Друг мой только скалился.
Еще цвело в Ялте иудино дерево. Не было на нем веток, не было листьев – просто мучительно искривленные коряги, черные во время захода солнца и будто сочащиеся кровью. Но в то же время они и мохнаты были, как уродливые гусеницы, от цветов, которые лезли прямо из коры.
Одно такое дерево торчало как раз под верандой нашей гостиницы. Мы сидели вечерами на веранде, пили коньяк и кофе – единственный хороший кофе во всей Ялте, – смотрели молча то на море, на огни в порту, то на набережную, на женщин и пижонов в цветных рубахах, то на это дерево. Когда нам надоело смотреть вниз, мы поворачивались и смотрели на горы, которые постепенно теряли свои краски, становились сперва палевыми, дымчатыми, потом густо-лиловыми, потом черными…

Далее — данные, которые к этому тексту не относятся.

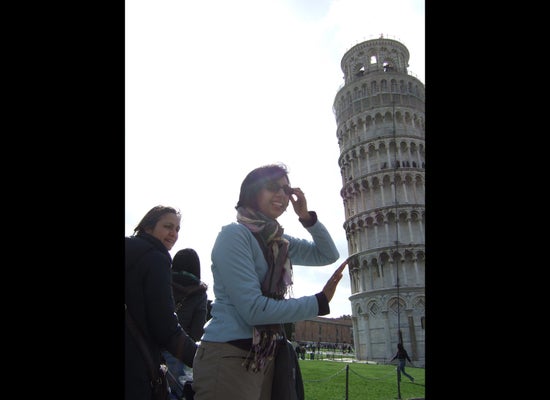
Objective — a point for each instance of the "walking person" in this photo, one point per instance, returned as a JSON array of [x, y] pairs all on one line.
[[191, 306], [402, 357], [149, 300], [252, 266]]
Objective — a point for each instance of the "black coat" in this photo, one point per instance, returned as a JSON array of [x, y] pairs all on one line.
[[148, 296], [191, 293]]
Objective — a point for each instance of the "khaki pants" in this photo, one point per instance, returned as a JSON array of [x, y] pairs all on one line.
[[219, 375]]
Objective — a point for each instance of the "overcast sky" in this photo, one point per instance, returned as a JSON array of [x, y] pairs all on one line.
[[216, 88]]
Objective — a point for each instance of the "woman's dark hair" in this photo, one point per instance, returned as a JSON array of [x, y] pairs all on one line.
[[255, 181], [187, 260], [152, 217]]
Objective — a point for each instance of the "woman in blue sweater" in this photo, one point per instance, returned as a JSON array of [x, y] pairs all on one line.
[[252, 263]]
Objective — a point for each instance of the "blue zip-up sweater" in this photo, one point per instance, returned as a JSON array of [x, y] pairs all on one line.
[[239, 267]]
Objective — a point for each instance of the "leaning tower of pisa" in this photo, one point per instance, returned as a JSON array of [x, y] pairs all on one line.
[[379, 114]]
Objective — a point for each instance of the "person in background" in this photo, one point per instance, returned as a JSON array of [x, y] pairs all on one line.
[[252, 266], [402, 357], [149, 300], [191, 306]]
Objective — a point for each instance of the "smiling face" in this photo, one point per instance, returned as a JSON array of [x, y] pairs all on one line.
[[167, 229], [272, 200]]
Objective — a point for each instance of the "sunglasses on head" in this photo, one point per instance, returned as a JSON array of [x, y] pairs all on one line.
[[274, 187]]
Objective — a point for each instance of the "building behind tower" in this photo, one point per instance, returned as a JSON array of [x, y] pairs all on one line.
[[380, 121]]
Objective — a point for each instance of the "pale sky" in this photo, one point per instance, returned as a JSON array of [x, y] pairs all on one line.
[[216, 88]]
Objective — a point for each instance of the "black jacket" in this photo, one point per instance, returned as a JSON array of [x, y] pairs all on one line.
[[148, 296]]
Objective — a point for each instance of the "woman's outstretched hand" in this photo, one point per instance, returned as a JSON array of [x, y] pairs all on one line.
[[330, 286]]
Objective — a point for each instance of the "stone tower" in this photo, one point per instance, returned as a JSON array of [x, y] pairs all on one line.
[[381, 132]]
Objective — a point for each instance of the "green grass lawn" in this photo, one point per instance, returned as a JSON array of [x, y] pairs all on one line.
[[326, 380]]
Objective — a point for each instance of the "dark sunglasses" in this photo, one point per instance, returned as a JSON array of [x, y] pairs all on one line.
[[274, 187]]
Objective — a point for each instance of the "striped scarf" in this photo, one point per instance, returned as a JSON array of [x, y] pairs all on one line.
[[276, 284]]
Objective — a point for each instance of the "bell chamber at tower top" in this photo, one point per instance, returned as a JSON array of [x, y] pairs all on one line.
[[375, 56]]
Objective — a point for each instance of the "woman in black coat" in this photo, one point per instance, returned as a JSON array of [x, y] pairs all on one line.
[[149, 300], [191, 305]]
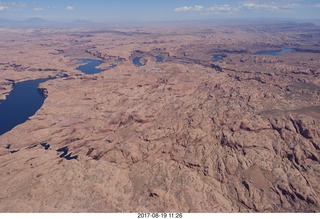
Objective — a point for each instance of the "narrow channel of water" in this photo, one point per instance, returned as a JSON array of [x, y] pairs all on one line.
[[275, 53], [23, 102], [90, 66], [137, 62]]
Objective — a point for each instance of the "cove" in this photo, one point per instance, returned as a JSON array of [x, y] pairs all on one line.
[[137, 62], [159, 59], [217, 58], [276, 53], [90, 66], [23, 101]]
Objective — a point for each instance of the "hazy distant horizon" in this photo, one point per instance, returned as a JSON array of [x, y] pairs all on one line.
[[158, 11]]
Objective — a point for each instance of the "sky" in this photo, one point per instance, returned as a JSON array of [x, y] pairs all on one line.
[[157, 10]]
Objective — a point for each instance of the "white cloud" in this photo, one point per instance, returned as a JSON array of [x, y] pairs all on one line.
[[70, 8], [3, 7], [38, 9], [255, 6], [189, 8], [222, 8]]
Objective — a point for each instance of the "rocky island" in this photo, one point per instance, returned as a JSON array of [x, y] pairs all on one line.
[[204, 118]]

Днем мы толкались на набережной или ездили в Гурзуф, в Ореанду, вечером снова бродили по набережной, под фонарями. И днем, и вечером всюду было оживленно, шумно, людно, пахло духами, пудрой, женским телом – все будто торопились жить, все хотели счастья, легкости и знакомств.
А нам было скучно. Каждый раз вечером наваливалась на нас тоска, и Ялта казалась нам убогой, веселье людей – неестественным, и даже море было для нас ненастоящим, слишком прилизанным и удобным, созданным будто специально для отдыхающих, для прогулок на катерах. А катера были обязательно с громкоговорителями, и обязательно на весь порт, на всю Ялту, на все море хрипели и выли давно знакомые, заезженные пластинки.
Отчего нам было скучно, мы не знали.
И этот день плохо начался для нас. Мы валялись в номере, засыпали и просыпались, зевали, шелестели газетами. Мы ходили в буфет, но и пить с утра нам не хотелось. Наконец друг мой спросил:
– Слушай, а в доме Чехова ты был?
– Не был. А что?
Я где-то видел этот дом на открытке, но забыл, и теперь мне представилось что-то белое и решетчатое, что-то такое восточное.
– Давай, старик, поедем! – предложил мой друг. – Я люблю Чехова, знаешь? Как-то я его нежно очень люблю.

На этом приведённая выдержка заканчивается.